Ermittlung gegen drei weitere Verdächtige nach Lehrer-Mord

Drei Wochen nach der brutalen Ermordung eines Lehrers nahe Paris hat die Justiz Ermittlungsverfahren gegen drei neue Verdächtige eingeleitet. Gegen sie wird wegen des Vorwurfs der Beteiligung an einer terroristischen Vereinigung ermittelt, wie es am Freitag aus Justizkreisen hieß. Zwei Erwachsene säßen in Untersuchungshaft, eine Minderjährige sei unter Justizaufsicht. Das als islamistisch motivierter Terrorakt eingestufte Verbrechen löste landesweit Entsetzen aus.

Der Lehrer Samuel Paty hatte das Thema Meinungsfreiheit gelehrt und dabei Karikaturen des Propheten Mohammed gezeigt. Der 18-Jährige, der von der Polizei getötet wurde, hatte dies etwa in sozialen Netzwerken als Motiv für seine Tat angegeben.

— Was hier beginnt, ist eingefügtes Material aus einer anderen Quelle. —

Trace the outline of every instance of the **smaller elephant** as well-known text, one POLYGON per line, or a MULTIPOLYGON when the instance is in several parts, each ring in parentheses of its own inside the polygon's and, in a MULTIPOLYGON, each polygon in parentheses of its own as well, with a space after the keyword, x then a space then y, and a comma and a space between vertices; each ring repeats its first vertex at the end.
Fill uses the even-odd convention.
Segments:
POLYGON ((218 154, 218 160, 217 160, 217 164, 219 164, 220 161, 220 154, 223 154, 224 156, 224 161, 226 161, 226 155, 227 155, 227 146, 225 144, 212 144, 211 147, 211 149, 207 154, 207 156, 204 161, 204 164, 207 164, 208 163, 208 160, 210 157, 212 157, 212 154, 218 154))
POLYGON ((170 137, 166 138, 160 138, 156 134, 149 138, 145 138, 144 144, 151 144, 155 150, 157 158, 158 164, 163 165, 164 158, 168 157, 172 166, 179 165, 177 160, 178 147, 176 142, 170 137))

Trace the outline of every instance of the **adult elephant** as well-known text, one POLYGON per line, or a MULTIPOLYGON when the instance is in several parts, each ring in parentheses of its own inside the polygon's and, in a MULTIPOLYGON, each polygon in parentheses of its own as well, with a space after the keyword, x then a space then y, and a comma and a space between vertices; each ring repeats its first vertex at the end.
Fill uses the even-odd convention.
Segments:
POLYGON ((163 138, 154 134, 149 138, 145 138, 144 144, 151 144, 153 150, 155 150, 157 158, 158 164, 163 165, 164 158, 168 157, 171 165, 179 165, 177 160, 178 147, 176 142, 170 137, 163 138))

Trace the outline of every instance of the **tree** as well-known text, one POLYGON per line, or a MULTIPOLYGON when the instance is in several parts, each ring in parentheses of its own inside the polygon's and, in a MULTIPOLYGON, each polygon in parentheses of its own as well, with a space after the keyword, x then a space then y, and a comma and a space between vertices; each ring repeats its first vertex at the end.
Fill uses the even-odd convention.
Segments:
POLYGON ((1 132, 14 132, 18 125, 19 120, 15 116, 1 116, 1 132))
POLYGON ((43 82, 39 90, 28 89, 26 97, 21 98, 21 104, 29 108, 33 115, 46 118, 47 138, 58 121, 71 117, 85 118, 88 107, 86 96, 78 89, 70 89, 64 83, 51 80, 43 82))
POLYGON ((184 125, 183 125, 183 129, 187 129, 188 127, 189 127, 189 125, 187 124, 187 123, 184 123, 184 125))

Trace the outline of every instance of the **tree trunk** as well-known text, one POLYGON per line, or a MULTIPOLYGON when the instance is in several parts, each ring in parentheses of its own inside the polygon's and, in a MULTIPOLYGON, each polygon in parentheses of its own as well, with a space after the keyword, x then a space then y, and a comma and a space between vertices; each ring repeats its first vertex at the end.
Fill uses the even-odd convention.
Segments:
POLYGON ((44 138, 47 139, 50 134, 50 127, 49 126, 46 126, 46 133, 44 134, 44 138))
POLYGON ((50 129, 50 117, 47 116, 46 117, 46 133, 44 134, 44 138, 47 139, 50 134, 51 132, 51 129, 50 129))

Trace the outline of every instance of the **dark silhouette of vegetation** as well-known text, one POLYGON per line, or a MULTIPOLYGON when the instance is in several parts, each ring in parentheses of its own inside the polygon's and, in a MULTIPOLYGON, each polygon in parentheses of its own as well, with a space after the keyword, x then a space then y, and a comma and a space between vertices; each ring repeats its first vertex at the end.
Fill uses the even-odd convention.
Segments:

Gegen sieben Verdächtige wurde bereits kurz nach der Tat ein Ermittlungsverfahren eröffnet. Sechs von ihnen wird dabei Beihilfe zu einem Mord mit Terrorhintergrund vorgeworfen. Die französische Nachrichtenagentur AFP berichtete, dass es sich bei den drei neuen Verdächtigen um zwei 18-jährige Männer und eine 17-Jährige handele. Einer oder mehrere von ihnen sollen mit dem Angreifer, der in Moskau geboren wurde und tschetschenische Wurzeln hat, Kontakt gehabt haben.